Netflix's new docuseries revisits the series of bombings that rocked Salt Lake City in 1985.

via the Netflix press site

In October 1985, three bomb explosions rocked Salt Lake City, Utah, killing two people and putting the whole city on edge. Netflix's new docuseries Murder Among the Mormons revisits the infamous case, now known as the Salt Lake City bombings, which took place across two days in October 1985 and were carried out by a man named Mark Hofmann in order to cover up the high-profile documents he'd forged and sold to the Mormon church.

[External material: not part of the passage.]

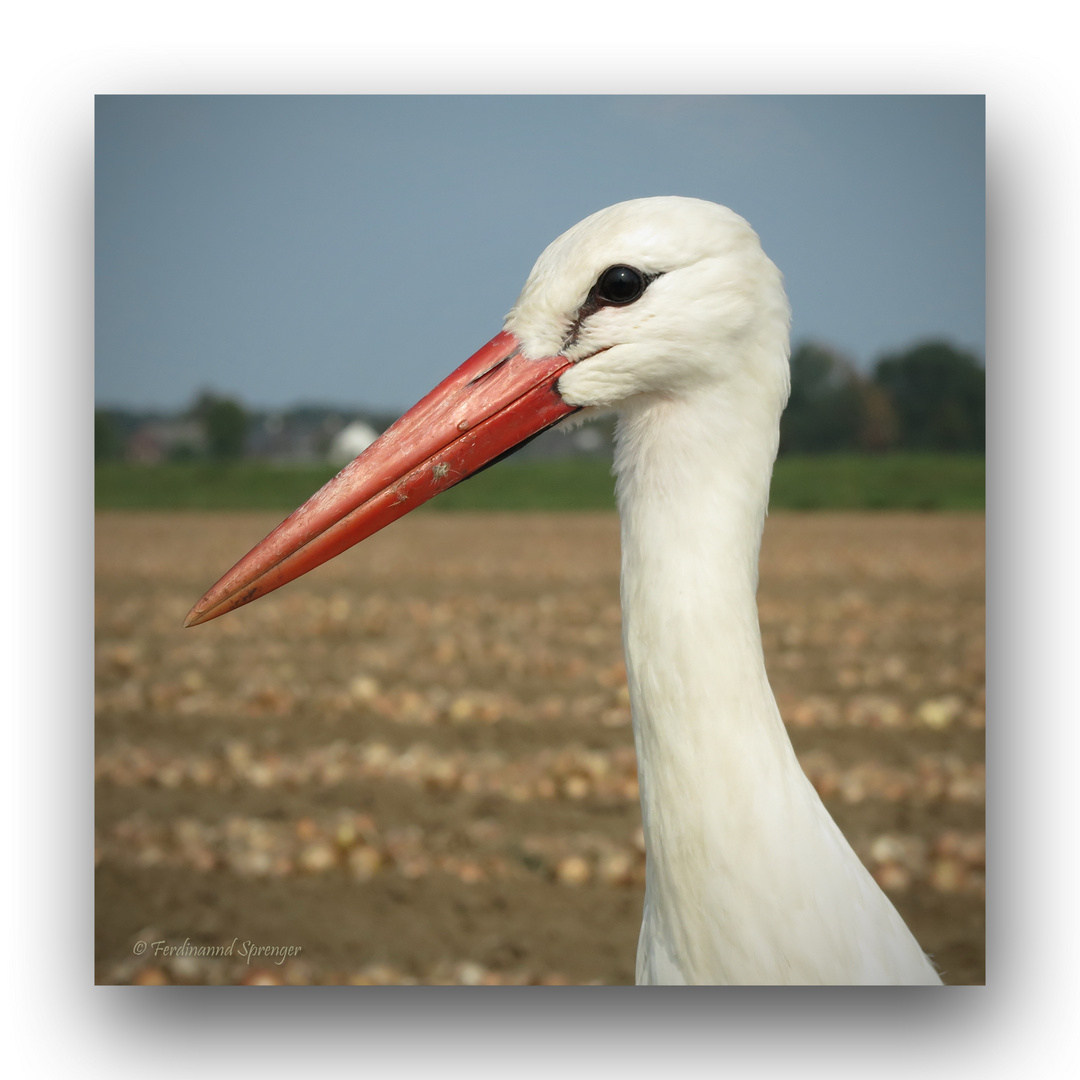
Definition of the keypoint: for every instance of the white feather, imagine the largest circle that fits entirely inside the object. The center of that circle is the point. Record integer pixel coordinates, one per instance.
(748, 879)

The first bomb went off on the morning of Oct. 15, 1985 in downtown Salt Lake City. The bomb killed Steve Christensen, a financial advisor who collected historical documents as a hobby and was the intended target of the bomb, and wounded a secretary in Christensen’s office. Christensen had purchased some of Hofmann’s Mormon Church-related forgeries — including the “Salamander letter” — and Hofmann was worried that Christensen would expose him.

The next explosion went off two hours later, killing Kathy Sheets, whose husband J. Gary Sheets worked with Christensen in CFA Financial Services. Per the Washington Post, Hoffmann didn’t intend to kill anyone from the Sheets family, but he hoped a bomb at their household would lead police to believe Christensen’s death was tied to the pair’s financial work.

A day later, a bomb went off in a car parked in downtown Salt Lake City. The only victim was a seriously injured Hofmann, who had been prepping the bomb while parked near Temple Square. Hofmann severely injured his legs — and became an immediate suspect in the case — because of the scope of his injuries. Once authorities became privy to his mounting debt problems — and his promise to deliver the “McLellin Collection,” a cache of documents he implied to be unflattering to the Mormon church — investigators were able to uncover his increasingly precarious web of lies and forgeries.

Hofmann eventually pled guilty to two counts of second-degree murder and two counts of theft by deception. He remains in prison today.